La Commission européenne, après un cinquième rapport en novembre 2010, a ouvert une consultation sur la politique de cohésion jusqu'au 31 janvier 201l. Dans ce cadre, notre commission a confié à M. Sutour et moi même le soin de tracer les grandes orientations de cette politique durant la prochaine période de programmation, comme nous l'avions fait en 2004. Notre rapport, adopté le 26 janvier dernier, se concluait par un plaidoyer pour une politique ambitieuse de cohésion.
Avec un budget en stagnation, la tentation est grande d'amputer l'enveloppe de 347 milliards allouée à la cohésion pour financer de nouveaux objectifs. La valeur ajoutée de cette politique est pourtant reconnue : 1,4 million d'emplois créés, 38 000 projets de recherche soutenus, 4 000 kilomètres de rail et 2 000 de routes et 23 millions de personnes raccordées à des systèmes de traitement des eaux usées entre 2000 et 2006. Au-delà de ce bilan chiffré officiel, elle présente l'avantage, par rapport aux politiques sectorielles de l'Union, d'encourager des stratégies intégrées de développement régional et orientées vers des objectifs communs dans un cadre financier stable - sept ans - et complémentaire de l'investissement national. Elle assure 25 % de l'investissement public dans les régions françaises métropolitaines. Sa renationalisation serait une impasse.
Le réalisme financier commande toutefois de modifier ses règles. Conséquence des élargissements de 2004 et de 2007, le PIB moyen par habitant a baissé de plus de 10 % dans l'Union ; le centre de gravité de la politique de cohésion s'est déplacé vers l'Est. Seize régions, sur les 84 relevant actuellement de l'objectif « convergence », devraient en sortir, ce qui engendrera une économie évaluée à près de 50 milliards. Cependant, le PIB des nouveaux États membres ayant sensiblement progressé, le maintien à son niveau actuel du plafond décidé en 2006 pour adapter les transferts à la capacité d'absorption de ces États - règle du capping correspondant à un plafond de 3 à 4 % du PIB - occasionnerait un surcoût de 75 milliards.
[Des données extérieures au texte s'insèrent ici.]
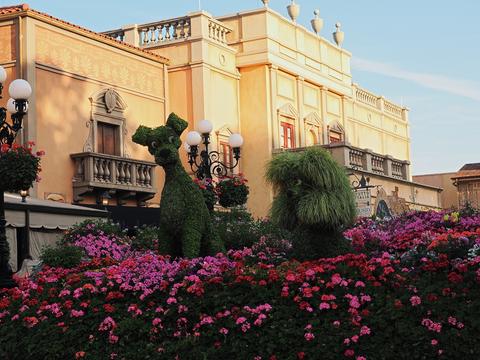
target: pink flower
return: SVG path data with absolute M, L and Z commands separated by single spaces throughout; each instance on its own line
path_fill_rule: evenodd
M 340 326 L 340 321 L 335 320 L 335 321 L 333 322 L 333 326 L 339 327 L 339 326 Z
M 367 360 L 365 356 L 357 356 L 357 360 Z
M 352 356 L 355 355 L 355 351 L 353 351 L 352 349 L 347 349 L 347 350 L 345 350 L 344 354 L 345 354 L 346 357 L 352 357 Z
M 241 316 L 237 319 L 236 321 L 236 324 L 239 325 L 239 324 L 243 324 L 245 321 L 247 321 L 247 318 Z
M 320 303 L 319 308 L 320 308 L 320 310 L 328 310 L 328 309 L 330 309 L 330 304 L 326 303 L 326 302 L 322 302 L 322 303 Z
M 370 335 L 370 328 L 368 326 L 362 326 L 360 328 L 360 336 L 364 336 L 364 335 Z
M 307 340 L 307 341 L 312 341 L 313 339 L 315 339 L 315 335 L 313 335 L 310 332 L 305 333 L 304 337 L 305 337 L 305 340 Z
M 418 296 L 412 296 L 410 298 L 410 303 L 412 304 L 412 306 L 417 306 L 422 303 L 422 299 L 420 299 Z
M 176 304 L 177 303 L 177 299 L 175 299 L 174 297 L 169 297 L 167 299 L 167 304 L 168 305 L 171 305 L 171 304 Z
M 228 329 L 222 327 L 219 332 L 220 332 L 220 334 L 227 335 L 228 334 Z
M 437 346 L 438 345 L 438 340 L 432 339 L 432 341 L 430 343 L 432 344 L 432 346 Z

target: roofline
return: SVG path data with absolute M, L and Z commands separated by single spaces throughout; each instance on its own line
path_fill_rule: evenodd
M 447 172 L 441 172 L 441 173 L 429 173 L 429 174 L 418 174 L 418 175 L 412 175 L 412 177 L 417 177 L 417 176 L 435 176 L 435 175 L 449 175 L 449 174 L 456 174 L 456 171 L 447 171 Z
M 52 15 L 49 15 L 47 13 L 43 13 L 41 11 L 37 11 L 34 9 L 31 9 L 28 4 L 21 4 L 21 5 L 13 5 L 13 6 L 3 6 L 0 7 L 1 9 L 8 9 L 8 8 L 17 8 L 17 11 L 8 13 L 8 14 L 0 14 L 0 21 L 1 20 L 9 20 L 17 17 L 31 17 L 37 20 L 40 20 L 42 22 L 45 22 L 47 24 L 54 25 L 56 27 L 59 27 L 64 30 L 69 30 L 73 33 L 76 33 L 78 35 L 82 35 L 85 37 L 88 37 L 90 39 L 99 41 L 101 43 L 111 45 L 117 49 L 127 51 L 131 54 L 141 56 L 143 58 L 147 58 L 149 60 L 155 61 L 155 62 L 160 62 L 164 65 L 169 65 L 170 60 L 166 57 L 163 57 L 161 55 L 157 55 L 151 51 L 144 50 L 142 48 L 127 44 L 122 41 L 118 41 L 110 36 L 103 35 L 101 33 L 98 33 L 93 30 L 89 30 L 87 28 L 84 28 L 79 25 L 75 25 L 73 23 L 70 23 L 68 21 L 56 18 Z

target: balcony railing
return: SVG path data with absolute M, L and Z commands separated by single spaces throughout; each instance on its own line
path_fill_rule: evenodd
M 210 14 L 198 12 L 190 16 L 105 31 L 102 34 L 130 45 L 151 48 L 167 45 L 174 40 L 188 40 L 192 36 L 228 46 L 227 34 L 230 32 L 232 29 Z
M 75 161 L 75 202 L 82 201 L 85 194 L 100 191 L 116 194 L 119 203 L 129 197 L 143 202 L 157 192 L 156 164 L 153 162 L 92 152 L 72 154 L 70 157 Z
M 398 106 L 391 101 L 385 100 L 382 96 L 375 95 L 365 89 L 362 89 L 356 84 L 353 85 L 353 92 L 356 101 L 374 107 L 379 111 L 384 111 L 393 117 L 406 120 L 406 111 L 408 111 L 406 108 Z
M 360 170 L 390 178 L 410 181 L 410 162 L 394 159 L 388 155 L 376 154 L 370 150 L 360 149 L 348 143 L 333 143 L 320 145 L 328 150 L 332 157 L 349 169 Z M 304 151 L 306 148 L 277 149 L 282 151 Z

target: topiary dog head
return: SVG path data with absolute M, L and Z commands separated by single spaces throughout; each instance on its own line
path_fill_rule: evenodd
M 171 113 L 165 126 L 155 129 L 140 126 L 132 136 L 133 142 L 148 146 L 148 151 L 155 157 L 160 166 L 174 164 L 180 161 L 178 148 L 182 145 L 180 135 L 188 123 L 174 113 Z

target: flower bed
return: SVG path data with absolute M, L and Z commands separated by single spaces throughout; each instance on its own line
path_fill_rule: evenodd
M 303 263 L 268 239 L 174 260 L 84 237 L 88 261 L 0 299 L 0 358 L 477 359 L 480 218 L 450 216 L 364 221 L 362 252 Z

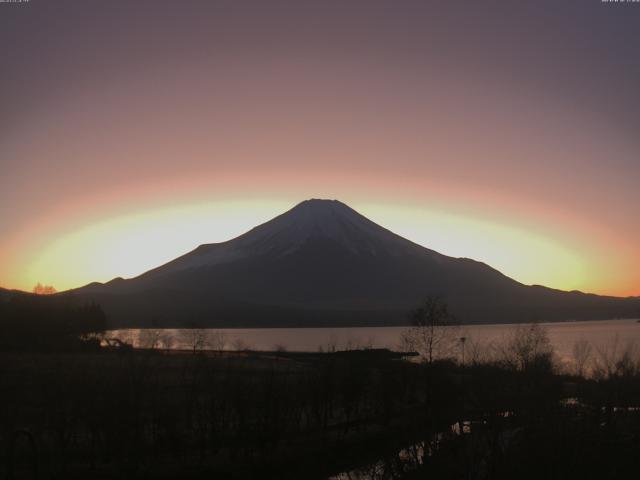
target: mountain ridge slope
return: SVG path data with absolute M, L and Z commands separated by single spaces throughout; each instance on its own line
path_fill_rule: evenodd
M 615 297 L 525 286 L 318 199 L 135 278 L 73 293 L 103 304 L 117 325 L 403 324 L 430 294 L 445 297 L 465 323 L 628 316 L 636 308 Z

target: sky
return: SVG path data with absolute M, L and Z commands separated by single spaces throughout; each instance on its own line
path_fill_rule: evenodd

Bel exemple du caractère complexe, contradictoire, voire tortueux de la politique européenne... D'où la nécessité d'un rééquilibrage de la politique de cohésion au profit des États contributeurs nets.
Pour ce faire, il faut revoir à la baisse la règle du capping - le faible taux de consommation des fonds dans plusieurs nouveaux États membres plaide en ce sens - et augmenter l'intensité de l'aide en direction des régions ne relevant pas de l'objectif « convergence ». La France, deuxième contributeur net au budget européen, derrière l'Allemagne, a vu son solde net négatif multiplié par 13 en dix ans pour atteindre 5 milliards. L'impératif est de ne pas dégrader encore ce solde net. D'autant que la France cessera probablement d'être bénéficiaire nette au titre de la PAC du fait de l'application de celle-ci aux nouveaux États membres après 2013. Dans les négociations, la France ne peut donc s'en tenir à la seule PAC.
La Commission européenne propose de redéployer des crédits de l'objectif « convergence » vers l'objectif « compétitivité », seul volet de la politique de cohésion pour lequel notre pays est bénéficiaire net. Ce projet représente une chance pour toutes les régions françaises, en particulier celles qui deviendraient éligibles au surcroît d'aide envisagé pour les nouvelles régions intermédiaires. Saisissons-nous-en.